From cancellation of training camps to withdrawal from competitions, the sports sector is feeling the effects from the deteriorating ties between Korea and Japan.

Bilateral relations between the neighbors are teetering on the brink after Japan imposed restrictions on Korea-bound exports in July, in apparent retaliation over a row surrounding wartime forced labor, a move followed later by Tokyo’s removal of Korea from its white list of trusted trade partners.

Since July, seven out of 10 teams in the Korean Basketball League (KBL) that were scheduled to set up offseason camps in Japan all scrapped their plans. They will either train in another country or stay home to prepare for the start of the 2019-2020 season in October.

In the Women’s Korean Basketball League (WKBL), four of the six teams had designs on holding training camps in Japan. Two, Samsung Life Blue Minx and KEB Hana Bank, have canceled their plans. Two others, KB Stars and Woori Bank WiBee, are leaning in the same direction.

An international offseason tournament organized by the WKBL will be held without two Japanese teams from Aug. 24-31. The WKBL launched the Park Shin-ja Cup Summer League, named after a retired Korean hoops legend, in 2015 to give young prospects from Asian teams a chance to play. For this year, the WKBL was going to invite two clubs from the Women’s Japan Basketball League, Mitsubishi Electric Koalas and Denso Iris, plus a team each from Taiwan and Indonesia.

Kim Yong-doo, WKBL’s secretary general, said the league’s board was leaning toward withdrawing invitations to the two Japanese clubs, and the final decision to do so was reached Wednesday.

Kim also said that while sports and politics should be taken separately in normal circumstances, the state of Korea-Japan ties represents “an extremely special situation.”

“The tournament will open around the time when Japan’s decision on export curbs takes effect,” Kim noted. “Members of our board are on the same page. We’re trying to figure out how to deliver the news to the Japanese teams diplomatically.”

In volleyball, four out of six women’s pro teams in the V-League have canceled plans to train in Japan. They’re looking to schedule exhibition matches against one another to stay sharp in the offseason.

KGC, Hyundai E&C Hillstate, Korea Expressway Corp. Hi-Pass and IBK Altos will likely play their matches in Gwangju from Sept. 6-8. KGC proposed the mini exhibition tournament first, and the three other teams got on board.

V-League clubs will compete in the KOVO Cup from Sept. 21-28, before the start of the new regular season in mid-October.
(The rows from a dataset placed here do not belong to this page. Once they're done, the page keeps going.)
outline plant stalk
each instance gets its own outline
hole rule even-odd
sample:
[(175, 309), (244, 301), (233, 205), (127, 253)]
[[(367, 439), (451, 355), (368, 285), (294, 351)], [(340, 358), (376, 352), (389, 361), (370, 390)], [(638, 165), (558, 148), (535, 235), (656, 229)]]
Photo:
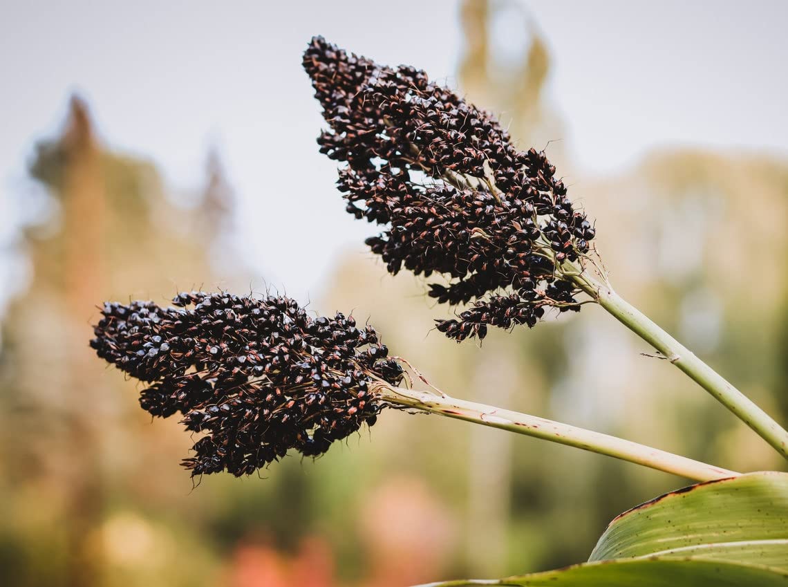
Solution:
[(395, 406), (414, 408), (541, 438), (698, 481), (725, 479), (741, 474), (616, 437), (527, 414), (457, 399), (445, 394), (395, 388), (383, 383), (377, 386), (376, 391), (382, 394), (383, 399)]
[(788, 459), (788, 431), (607, 284), (584, 272), (572, 277), (599, 305), (642, 338)]

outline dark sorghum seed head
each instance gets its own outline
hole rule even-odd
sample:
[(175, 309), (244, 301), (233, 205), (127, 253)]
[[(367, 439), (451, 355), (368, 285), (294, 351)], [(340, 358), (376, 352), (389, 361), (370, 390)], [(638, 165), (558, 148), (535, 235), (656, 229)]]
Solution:
[(487, 325), (533, 326), (545, 306), (579, 309), (561, 269), (595, 232), (543, 151), (519, 151), (490, 113), (413, 67), (322, 37), (303, 63), (329, 125), (320, 150), (344, 164), (348, 212), (385, 227), (366, 244), (392, 273), (447, 277), (430, 285), (439, 302), (478, 300), (439, 330), (483, 338)]
[(321, 455), (375, 422), (383, 403), (373, 377), (396, 385), (403, 377), (374, 329), (352, 317), (314, 318), (273, 295), (191, 292), (173, 303), (105, 303), (91, 347), (151, 384), (144, 410), (180, 412), (205, 434), (183, 462), (192, 476), (248, 474), (292, 448)]

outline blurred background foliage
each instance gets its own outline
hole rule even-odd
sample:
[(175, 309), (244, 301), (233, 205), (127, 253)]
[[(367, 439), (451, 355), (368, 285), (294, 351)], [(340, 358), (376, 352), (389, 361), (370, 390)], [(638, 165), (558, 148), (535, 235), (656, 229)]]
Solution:
[[(457, 83), (501, 113), (519, 144), (546, 146), (577, 177), (562, 143), (550, 142), (563, 123), (545, 98), (547, 43), (520, 9), (463, 3)], [(512, 14), (525, 40), (502, 54), (492, 22)], [(154, 162), (108, 145), (74, 96), (61, 130), (29, 161), (45, 189), (24, 195), (19, 254), (34, 277), (2, 321), (2, 585), (393, 587), (538, 570), (585, 559), (613, 516), (682, 484), (496, 430), (387, 413), (314, 463), (288, 458), (262, 478), (215, 475), (192, 490), (177, 466), (191, 440), (175, 422), (151, 422), (135, 384), (93, 357), (90, 322), (105, 299), (162, 301), (173, 282), (248, 291), (255, 276), (230, 244), (238, 210), (219, 153), (206, 155), (204, 188), (185, 192), (165, 185)], [(788, 161), (664, 148), (624, 173), (583, 177), (571, 193), (598, 218), (617, 289), (785, 420), (788, 400), (774, 390), (788, 384), (779, 261), (788, 251)], [(444, 310), (424, 292), (412, 276), (388, 276), (359, 243), (311, 307), (368, 319), (454, 395), (733, 469), (782, 466), (601, 310), (458, 346), (429, 332)]]

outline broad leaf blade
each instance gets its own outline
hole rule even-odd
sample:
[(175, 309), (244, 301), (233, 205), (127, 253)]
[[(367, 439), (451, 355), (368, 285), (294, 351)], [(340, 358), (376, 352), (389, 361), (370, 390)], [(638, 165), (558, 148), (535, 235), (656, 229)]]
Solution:
[(788, 474), (751, 473), (679, 489), (622, 514), (608, 526), (589, 560), (671, 551), (675, 552), (671, 555), (785, 569), (786, 539)]
[(710, 560), (626, 559), (585, 563), (495, 581), (449, 581), (422, 587), (786, 587), (788, 574), (755, 565)]
[(686, 546), (647, 556), (658, 556), (660, 559), (686, 559), (691, 556), (696, 559), (749, 562), (788, 571), (788, 564), (786, 564), (786, 552), (788, 540), (745, 541)]

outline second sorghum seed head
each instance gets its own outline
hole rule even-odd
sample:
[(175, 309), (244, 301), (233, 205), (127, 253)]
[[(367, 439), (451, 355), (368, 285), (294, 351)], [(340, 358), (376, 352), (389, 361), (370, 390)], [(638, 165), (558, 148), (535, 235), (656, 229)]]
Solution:
[(374, 329), (352, 317), (312, 318), (284, 296), (194, 292), (173, 303), (106, 303), (91, 346), (151, 384), (144, 410), (180, 412), (204, 434), (184, 460), (193, 476), (248, 474), (290, 449), (322, 454), (374, 424), (375, 381), (402, 378)]

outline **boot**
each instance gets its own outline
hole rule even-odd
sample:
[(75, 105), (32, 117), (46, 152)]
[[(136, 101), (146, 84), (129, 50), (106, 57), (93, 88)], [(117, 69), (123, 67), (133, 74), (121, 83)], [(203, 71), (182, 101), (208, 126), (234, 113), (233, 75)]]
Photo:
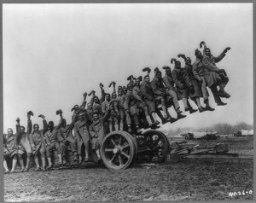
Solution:
[(55, 164), (56, 165), (62, 164), (62, 157), (61, 154), (58, 154), (58, 158), (59, 158), (59, 162)]
[(17, 158), (14, 157), (12, 170), (9, 172), (11, 172), (11, 173), (16, 172), (16, 165), (17, 165)]
[(35, 171), (40, 171), (40, 165), (39, 165), (38, 157), (35, 156), (34, 160), (35, 160), (35, 163), (36, 163)]
[(131, 125), (128, 125), (128, 132), (131, 133)]
[(6, 160), (3, 160), (3, 168), (4, 168), (4, 170), (5, 170), (4, 173), (9, 173), (9, 168), (8, 168), (8, 166), (7, 166), (7, 162), (6, 162)]
[(30, 163), (31, 163), (31, 154), (27, 153), (26, 154), (26, 168), (24, 169), (24, 172), (27, 172), (30, 167)]
[(47, 157), (47, 160), (48, 160), (48, 164), (49, 165), (47, 166), (47, 170), (51, 169), (52, 167), (52, 163), (51, 163), (51, 158), (50, 157)]
[(186, 115), (183, 115), (183, 114), (181, 114), (181, 113), (177, 113), (177, 119), (183, 119), (183, 118), (185, 118), (185, 117), (187, 117)]
[(45, 162), (45, 157), (44, 156), (41, 156), (41, 160), (42, 160), (42, 171), (44, 171), (46, 170), (46, 162)]
[(114, 130), (115, 131), (119, 130), (119, 125), (114, 125)]
[(19, 157), (19, 162), (20, 162), (20, 167), (21, 167), (20, 172), (23, 172), (24, 170), (25, 170), (25, 166), (24, 166), (24, 160), (23, 160), (21, 156)]
[(121, 131), (124, 130), (124, 124), (120, 124), (120, 130), (121, 130)]
[(151, 121), (150, 116), (146, 116), (146, 119), (147, 119), (148, 123), (149, 124), (149, 128), (152, 127), (152, 125), (154, 124)]
[(73, 154), (73, 161), (78, 161), (78, 154), (77, 153), (74, 153)]

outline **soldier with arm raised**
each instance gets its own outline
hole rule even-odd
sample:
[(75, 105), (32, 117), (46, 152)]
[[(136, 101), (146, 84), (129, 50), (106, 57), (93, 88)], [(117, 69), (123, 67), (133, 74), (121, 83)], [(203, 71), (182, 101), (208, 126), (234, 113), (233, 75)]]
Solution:
[(205, 77), (205, 67), (202, 64), (202, 55), (197, 49), (195, 50), (195, 55), (196, 57), (195, 61), (193, 63), (193, 74), (197, 79), (199, 84), (201, 85), (204, 103), (206, 104), (205, 111), (213, 111), (209, 104), (209, 94), (207, 89), (207, 84)]
[[(32, 111), (29, 111), (27, 113), (27, 130), (26, 132), (26, 129), (24, 126), (20, 126), (20, 119), (17, 118), (17, 125), (16, 125), (16, 131), (17, 131), (17, 146), (19, 148), (18, 150), (18, 158), (19, 162), (21, 167), (21, 172), (28, 171), (30, 164), (31, 164), (31, 159), (32, 159), (32, 148), (29, 143), (28, 136), (32, 131), (32, 121), (30, 117), (33, 115)], [(24, 165), (24, 160), (22, 158), (22, 154), (24, 153), (26, 153), (26, 165), (25, 167)]]
[(60, 114), (61, 125), (58, 130), (58, 141), (60, 142), (61, 147), (61, 154), (62, 157), (62, 163), (66, 164), (66, 153), (67, 150), (67, 146), (69, 145), (71, 147), (71, 150), (73, 154), (73, 160), (78, 160), (78, 152), (77, 152), (77, 147), (75, 143), (75, 140), (73, 138), (73, 136), (72, 134), (72, 130), (74, 126), (74, 123), (76, 122), (77, 116), (73, 116), (72, 123), (70, 125), (67, 125), (66, 119), (62, 117), (62, 111), (59, 110), (56, 112), (56, 114)]
[(38, 155), (41, 155), (42, 160), (42, 171), (46, 170), (46, 162), (45, 162), (45, 141), (44, 141), (44, 133), (47, 130), (47, 123), (45, 120), (45, 117), (44, 115), (41, 116), (43, 119), (43, 130), (39, 130), (39, 125), (38, 124), (34, 124), (33, 130), (29, 136), (29, 142), (32, 149), (32, 153), (34, 154), (34, 160), (36, 163), (36, 170), (35, 171), (38, 171), (40, 170), (39, 165), (39, 158)]
[[(39, 115), (39, 117), (42, 117), (43, 115)], [(44, 118), (44, 116), (42, 117)], [(44, 133), (45, 137), (45, 145), (46, 145), (46, 157), (48, 160), (48, 167), (47, 169), (50, 169), (52, 167), (52, 161), (51, 158), (54, 155), (53, 151), (56, 150), (58, 158), (59, 158), (59, 164), (61, 163), (61, 148), (60, 144), (58, 142), (57, 134), (58, 130), (61, 127), (61, 122), (60, 121), (58, 125), (54, 126), (54, 122), (49, 121), (47, 125), (47, 130)]]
Japan has been a popular training camp site for Korean basketball and volleyball teams, who have had a relatively easy time finding opponents for practice games there and booking quality facilities for training their athletes.

It bears watching what Korea Baseball Organization (KBO) clubs decide to do with their spring training next year if the ongoing diplomatic row escalates further. Most of the 10 teams in the league spend part or all of their spring training in warm Japanese regions in February.
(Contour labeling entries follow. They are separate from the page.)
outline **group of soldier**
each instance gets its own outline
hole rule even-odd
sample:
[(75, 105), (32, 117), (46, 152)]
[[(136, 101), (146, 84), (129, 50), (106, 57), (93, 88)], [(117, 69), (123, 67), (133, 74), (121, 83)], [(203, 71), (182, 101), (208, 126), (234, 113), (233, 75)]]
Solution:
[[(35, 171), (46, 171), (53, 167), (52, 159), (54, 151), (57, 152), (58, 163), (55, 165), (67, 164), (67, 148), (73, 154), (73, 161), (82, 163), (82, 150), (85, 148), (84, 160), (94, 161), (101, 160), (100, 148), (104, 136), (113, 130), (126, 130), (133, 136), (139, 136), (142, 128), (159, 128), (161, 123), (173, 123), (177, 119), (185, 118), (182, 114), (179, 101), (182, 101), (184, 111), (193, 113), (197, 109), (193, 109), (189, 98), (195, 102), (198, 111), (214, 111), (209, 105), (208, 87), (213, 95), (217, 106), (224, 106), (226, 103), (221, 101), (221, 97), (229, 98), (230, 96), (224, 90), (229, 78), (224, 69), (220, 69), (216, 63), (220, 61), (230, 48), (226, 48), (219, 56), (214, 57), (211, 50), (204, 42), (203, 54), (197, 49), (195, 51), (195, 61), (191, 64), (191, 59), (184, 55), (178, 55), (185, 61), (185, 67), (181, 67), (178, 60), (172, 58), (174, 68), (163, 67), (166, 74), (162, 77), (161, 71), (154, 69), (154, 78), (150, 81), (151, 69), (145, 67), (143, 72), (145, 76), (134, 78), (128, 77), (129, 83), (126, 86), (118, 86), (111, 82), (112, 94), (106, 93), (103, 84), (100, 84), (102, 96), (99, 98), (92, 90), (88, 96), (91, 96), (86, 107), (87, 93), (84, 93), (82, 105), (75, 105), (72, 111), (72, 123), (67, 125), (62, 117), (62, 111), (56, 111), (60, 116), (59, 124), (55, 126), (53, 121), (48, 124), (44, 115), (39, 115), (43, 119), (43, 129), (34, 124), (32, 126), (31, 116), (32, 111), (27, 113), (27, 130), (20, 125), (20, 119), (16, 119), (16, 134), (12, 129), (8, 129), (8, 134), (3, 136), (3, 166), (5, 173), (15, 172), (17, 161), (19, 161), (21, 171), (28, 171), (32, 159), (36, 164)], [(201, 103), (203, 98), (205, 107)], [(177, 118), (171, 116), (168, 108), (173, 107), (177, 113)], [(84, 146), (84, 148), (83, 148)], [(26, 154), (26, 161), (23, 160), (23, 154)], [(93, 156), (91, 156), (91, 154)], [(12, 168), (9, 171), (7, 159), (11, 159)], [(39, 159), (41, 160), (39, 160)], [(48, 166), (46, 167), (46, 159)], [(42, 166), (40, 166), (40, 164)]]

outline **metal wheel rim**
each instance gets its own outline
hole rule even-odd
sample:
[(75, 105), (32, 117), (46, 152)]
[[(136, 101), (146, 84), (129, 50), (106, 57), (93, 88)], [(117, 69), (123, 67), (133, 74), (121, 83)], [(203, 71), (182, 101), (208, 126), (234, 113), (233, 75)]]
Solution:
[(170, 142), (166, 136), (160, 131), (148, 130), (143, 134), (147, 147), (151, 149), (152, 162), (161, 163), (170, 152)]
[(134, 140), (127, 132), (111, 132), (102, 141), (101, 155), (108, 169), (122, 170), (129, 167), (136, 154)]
The local curling federation in the east coast city in Gangneung, Gangwon will host a three-nation friendly women’s tournament, pitting three Korean teams against a team each from China and Japan spanning from Aug. 16-18.
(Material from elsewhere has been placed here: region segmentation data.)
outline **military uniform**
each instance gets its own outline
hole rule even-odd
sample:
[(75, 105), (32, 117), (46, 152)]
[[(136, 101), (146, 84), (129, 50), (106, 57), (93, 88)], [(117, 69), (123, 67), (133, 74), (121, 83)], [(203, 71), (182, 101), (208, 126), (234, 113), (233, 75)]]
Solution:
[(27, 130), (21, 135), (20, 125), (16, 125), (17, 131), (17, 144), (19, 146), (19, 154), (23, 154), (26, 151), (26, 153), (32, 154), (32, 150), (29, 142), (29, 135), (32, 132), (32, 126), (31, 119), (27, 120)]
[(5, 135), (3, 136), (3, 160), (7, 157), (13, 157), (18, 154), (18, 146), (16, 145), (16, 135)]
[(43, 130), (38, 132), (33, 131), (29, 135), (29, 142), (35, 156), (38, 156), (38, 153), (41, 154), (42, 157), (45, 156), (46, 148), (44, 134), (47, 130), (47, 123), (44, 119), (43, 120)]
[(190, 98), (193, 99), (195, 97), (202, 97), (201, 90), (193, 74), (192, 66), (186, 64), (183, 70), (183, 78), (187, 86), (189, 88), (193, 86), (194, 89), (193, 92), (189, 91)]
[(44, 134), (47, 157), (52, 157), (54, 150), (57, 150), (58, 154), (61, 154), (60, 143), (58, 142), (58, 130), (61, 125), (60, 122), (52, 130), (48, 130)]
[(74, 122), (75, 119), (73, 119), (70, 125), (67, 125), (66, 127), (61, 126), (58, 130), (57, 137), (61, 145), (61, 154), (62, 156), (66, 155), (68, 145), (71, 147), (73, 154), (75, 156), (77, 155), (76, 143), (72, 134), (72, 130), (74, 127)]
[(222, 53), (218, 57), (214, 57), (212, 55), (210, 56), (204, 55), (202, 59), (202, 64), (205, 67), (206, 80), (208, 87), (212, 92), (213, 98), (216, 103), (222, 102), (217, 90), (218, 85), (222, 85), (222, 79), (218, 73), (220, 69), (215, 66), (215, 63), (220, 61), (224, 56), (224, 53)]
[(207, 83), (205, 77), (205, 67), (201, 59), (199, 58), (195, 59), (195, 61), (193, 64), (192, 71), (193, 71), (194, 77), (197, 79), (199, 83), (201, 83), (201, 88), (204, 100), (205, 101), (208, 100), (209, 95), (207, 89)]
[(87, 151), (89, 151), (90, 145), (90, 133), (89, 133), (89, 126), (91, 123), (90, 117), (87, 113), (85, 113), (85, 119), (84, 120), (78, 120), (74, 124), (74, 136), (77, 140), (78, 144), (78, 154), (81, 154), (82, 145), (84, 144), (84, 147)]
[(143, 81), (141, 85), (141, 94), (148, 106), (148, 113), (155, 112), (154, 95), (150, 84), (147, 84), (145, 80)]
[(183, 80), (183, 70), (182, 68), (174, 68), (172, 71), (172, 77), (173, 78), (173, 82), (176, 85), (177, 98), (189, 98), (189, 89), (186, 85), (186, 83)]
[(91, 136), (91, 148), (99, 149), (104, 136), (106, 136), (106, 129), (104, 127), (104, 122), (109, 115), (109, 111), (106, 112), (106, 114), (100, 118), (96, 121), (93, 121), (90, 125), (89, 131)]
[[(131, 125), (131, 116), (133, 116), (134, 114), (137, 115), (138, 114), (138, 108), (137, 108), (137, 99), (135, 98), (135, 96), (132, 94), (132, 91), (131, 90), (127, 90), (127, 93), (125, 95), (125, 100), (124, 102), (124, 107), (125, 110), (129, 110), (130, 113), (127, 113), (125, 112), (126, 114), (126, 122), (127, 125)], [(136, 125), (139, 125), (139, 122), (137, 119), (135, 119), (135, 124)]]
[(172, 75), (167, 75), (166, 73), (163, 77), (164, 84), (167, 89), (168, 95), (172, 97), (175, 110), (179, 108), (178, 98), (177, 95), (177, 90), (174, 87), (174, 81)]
Gangneung was going to offer an appearance fee to the two foreign teams, but following Japan’s decision to place export curbs and remove Korea from the white list, Gangneung decided to give the fee only to the Chinese representative.

Gangneung officials said the doors are still open for the Japanese team to participate in the event without receiving any fee.

Earlier, two Korean women’s teams skipped the Hokkaido Bank Curling Classic, a part of the World Curling Tour, held from last Thursday to Sunday. Two men’s teams from Korea made the trip as scheduled.

Not all is lost on the sporting front between Korea and Japan. In men’s ice hockey, a three-nation tournament, featuring pro clubs from Korea, Japan and China, will go on as scheduled from Aug. 23-25 at Gangneung Hockey Centre in Gangneung. Korea will send two teams from Asia League Ice Hockey, Anyang Halla and Daemyung Killer Whales, and Japan will be represented by Tohoku Free Blades.